The GDP is a global sum of added value. This is the crucial issue: pre-1989 manufacturing was producing everything from scratch, while currently "manufacturing" is a glorified name for performing a final assembly of Far East components. This, however, is a high margin operation, hence the big contribution to GDP. (For an extreme example, some time ago Hyundai was shipping made cars to Slovenia, removing wheels, shipping cars and wheels to Poland as components and performing a "final assembly", i.e. attaching the wheels, here. Since these "components" were arbitrarily priced, the added value and GDP contribution was completely artificial).

The reason why this is important is that Poland is currently purchasing foreign technologies which are basically an updated versions of processes that were available domestically pre-1989 (in some cases they are actually inferior). Had the technological base been preserved, equivalent processes could have been developed domestically for a much smaller cost.

Next, a good example of razing an "useless" industrial base is this: in 1989, a computer factory ELWRO in Wrocław was sold to a strategic investor, named Siemens. Siemens immediately shut it down and razed the facilities. If ELWRO was indeed useless, as you claim, why did Siemens bother to spend money on such an operation? Answer: because ELWRO would be its direct competitor. Such deals were not uncommon under Balcerowicz.

Anonymous said...

Correction: Siemens bough ELWRO in 1993, not 1989. Transaction price was $38.5 million (pretty much for an "useless" company, eh?).


YouNotSneaky! said...

GDP is a measure of production. Summing up value added across industries is one way of measuring production in practice. There's also alternative ways of measuring it and a country's statistical office usually does them all at once as a means of double checking the numbers. If there's a big discrepancy then you got a problem, but as it turns out there usually isn't. So we're talking about the same thing.

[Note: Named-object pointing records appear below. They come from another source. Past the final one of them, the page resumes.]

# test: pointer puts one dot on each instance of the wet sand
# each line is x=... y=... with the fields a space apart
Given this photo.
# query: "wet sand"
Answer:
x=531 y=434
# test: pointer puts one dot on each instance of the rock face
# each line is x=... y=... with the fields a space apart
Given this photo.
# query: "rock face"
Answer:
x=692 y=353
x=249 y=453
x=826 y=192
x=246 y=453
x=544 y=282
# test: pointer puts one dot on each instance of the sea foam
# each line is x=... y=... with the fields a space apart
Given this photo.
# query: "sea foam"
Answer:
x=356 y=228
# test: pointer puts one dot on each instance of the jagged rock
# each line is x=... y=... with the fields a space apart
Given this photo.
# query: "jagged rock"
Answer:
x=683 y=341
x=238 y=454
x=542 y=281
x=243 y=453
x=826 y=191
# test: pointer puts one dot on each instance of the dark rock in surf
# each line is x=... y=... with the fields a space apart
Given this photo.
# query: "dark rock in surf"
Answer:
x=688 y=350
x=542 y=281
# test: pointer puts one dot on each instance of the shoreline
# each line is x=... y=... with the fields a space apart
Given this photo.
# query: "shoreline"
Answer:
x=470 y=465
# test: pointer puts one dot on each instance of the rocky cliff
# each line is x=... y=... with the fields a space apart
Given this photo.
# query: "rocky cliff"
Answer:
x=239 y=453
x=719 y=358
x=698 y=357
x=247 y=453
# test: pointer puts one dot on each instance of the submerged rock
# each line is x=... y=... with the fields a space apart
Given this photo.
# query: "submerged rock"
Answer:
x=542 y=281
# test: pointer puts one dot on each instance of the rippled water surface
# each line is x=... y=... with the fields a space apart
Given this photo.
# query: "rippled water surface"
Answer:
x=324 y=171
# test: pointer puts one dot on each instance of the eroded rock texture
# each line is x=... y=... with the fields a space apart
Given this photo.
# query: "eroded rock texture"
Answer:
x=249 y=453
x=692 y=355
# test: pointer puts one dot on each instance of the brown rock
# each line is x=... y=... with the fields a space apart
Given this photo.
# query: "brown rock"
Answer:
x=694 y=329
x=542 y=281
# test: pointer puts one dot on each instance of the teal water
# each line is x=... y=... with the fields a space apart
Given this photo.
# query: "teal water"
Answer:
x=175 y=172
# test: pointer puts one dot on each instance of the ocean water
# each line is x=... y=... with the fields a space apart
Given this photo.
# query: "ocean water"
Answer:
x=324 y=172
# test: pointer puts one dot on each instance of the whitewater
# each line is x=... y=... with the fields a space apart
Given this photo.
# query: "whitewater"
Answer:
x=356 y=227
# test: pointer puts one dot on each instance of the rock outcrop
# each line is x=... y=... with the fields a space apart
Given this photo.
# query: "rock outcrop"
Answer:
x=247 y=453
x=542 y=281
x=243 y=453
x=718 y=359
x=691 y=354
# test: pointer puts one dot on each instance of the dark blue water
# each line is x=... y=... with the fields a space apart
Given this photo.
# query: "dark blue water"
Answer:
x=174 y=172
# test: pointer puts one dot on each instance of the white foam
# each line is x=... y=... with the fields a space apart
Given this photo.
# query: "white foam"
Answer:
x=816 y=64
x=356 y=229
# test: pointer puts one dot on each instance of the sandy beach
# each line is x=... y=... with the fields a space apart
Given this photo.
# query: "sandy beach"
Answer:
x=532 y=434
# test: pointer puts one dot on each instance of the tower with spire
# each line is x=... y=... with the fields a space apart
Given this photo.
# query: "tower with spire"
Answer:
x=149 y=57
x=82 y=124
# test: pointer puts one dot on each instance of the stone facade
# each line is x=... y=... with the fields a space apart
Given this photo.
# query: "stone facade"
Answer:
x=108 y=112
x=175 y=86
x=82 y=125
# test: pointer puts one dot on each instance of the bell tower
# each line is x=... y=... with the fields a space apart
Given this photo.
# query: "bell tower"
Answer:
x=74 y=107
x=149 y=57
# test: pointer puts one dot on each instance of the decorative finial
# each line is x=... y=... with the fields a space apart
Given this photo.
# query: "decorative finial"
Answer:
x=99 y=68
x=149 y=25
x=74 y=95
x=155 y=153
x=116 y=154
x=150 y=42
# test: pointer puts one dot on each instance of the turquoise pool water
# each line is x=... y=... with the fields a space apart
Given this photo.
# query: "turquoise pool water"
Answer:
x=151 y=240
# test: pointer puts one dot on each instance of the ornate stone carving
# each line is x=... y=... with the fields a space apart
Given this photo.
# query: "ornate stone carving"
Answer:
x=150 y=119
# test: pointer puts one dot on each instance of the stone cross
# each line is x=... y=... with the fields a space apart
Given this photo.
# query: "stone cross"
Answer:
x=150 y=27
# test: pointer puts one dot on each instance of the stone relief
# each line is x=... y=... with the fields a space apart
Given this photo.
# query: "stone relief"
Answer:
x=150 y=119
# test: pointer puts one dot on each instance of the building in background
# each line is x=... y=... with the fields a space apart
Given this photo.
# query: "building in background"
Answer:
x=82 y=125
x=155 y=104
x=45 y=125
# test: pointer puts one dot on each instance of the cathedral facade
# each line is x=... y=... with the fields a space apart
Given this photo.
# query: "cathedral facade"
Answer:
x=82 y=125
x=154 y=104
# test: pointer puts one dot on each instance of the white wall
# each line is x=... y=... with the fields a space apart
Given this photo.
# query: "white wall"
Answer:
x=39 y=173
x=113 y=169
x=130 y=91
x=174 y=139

Your two examples are essentially a good illustration of why it's important to look at the overall picture - the aggregate statistic - rather than individual anecdotes. It's always possible to find an instance of shady dealing. The question is "how much does it matter?" While Enron was perpetuating large scale fraud, the US economy was humming along quite nicely in the 90's. If the examples you cite were really important to the big picture then we'd see their impact in measurment of GDP. We don't. Hence they're exceptional.

You're missing the forest for the trees. And you're CHOOSING to look only at the sickest trees. The rest of the forest is doing just fine.

beatroot said...

I think the forest is doing OK too. Problem here has been that the cake is not being distributed fairly. That builds up the resentment. And that creates governments like PiS.